In the event of a real earthquake, properly taking cover is crucial to the safety of everyone involved whether it be in a home, work or school environment.
“Let's say you're under a desk – especially some of the desks on this campus that have wheels or feet – if there's a real earthquake that table could walk away from you. So you want to hold on with one arm to the table, while the other arm protects your head,” Cutting said.
The most recent version of OCC’s evacuation map divides the campus into four sub-quadrants, and one smaller section near the Children’s Center. Building maintenance will be checking classrooms during this time and assure it’s safe to re-enter. Students and employees are advised to review the map prior to the drill on Wednesday. This map is available on OCC’s designated webpage for the event.

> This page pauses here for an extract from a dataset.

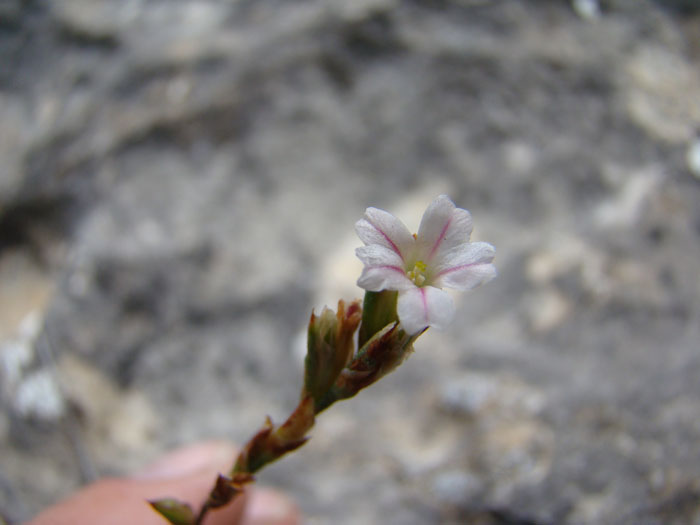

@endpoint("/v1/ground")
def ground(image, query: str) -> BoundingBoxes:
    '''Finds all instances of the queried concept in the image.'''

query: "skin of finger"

OCC’s older buildings have been updated throughout the years to uphold safety standards, and campus structures built more recently, such as the College Center, Student Union and The Harbour are earthquake-proof as well.
“They're all built with the latest earthquake specifications so all the retrofitting was done, but a lot of our buildings are upgraded even if they're older buildings,” Cutting said.
Although the majority of students will not be on campus to actively participate in the Great Shakeout due to remote learning, the event stands as a reminder that natural disaster preparedness is essential to practice at home.
“My recommendation is to have a go bag. If you do have one, I think this is a great reminder to check the stuff in the bag,” Cutting said. “Also, having a plan in place so if we do have to evacuate houses, where do we go?”
Cutting recommended to inform family and friends as soon as disaster strikes, since these circumstances can limit cell service, making it difficult to keep in touch.
“Have an out-of-state contact where you can shoot them a text message, and that way the rest of your family throughout the world can also contact that person and be like ‘hey, I haven't heard from this person in a while, does anybody know if he's okay?’” Cutting said.
Following the Shakeout, a second email regarding the event will be sent to students and faculty. This is required under California’s Clery Law intended to provide transparency around campus crime policy and statistics, according to the Clery Center.
Information on preparing an emergency bag and planning ahead for a natural disaster can be found on the U.S. government’s preparation website.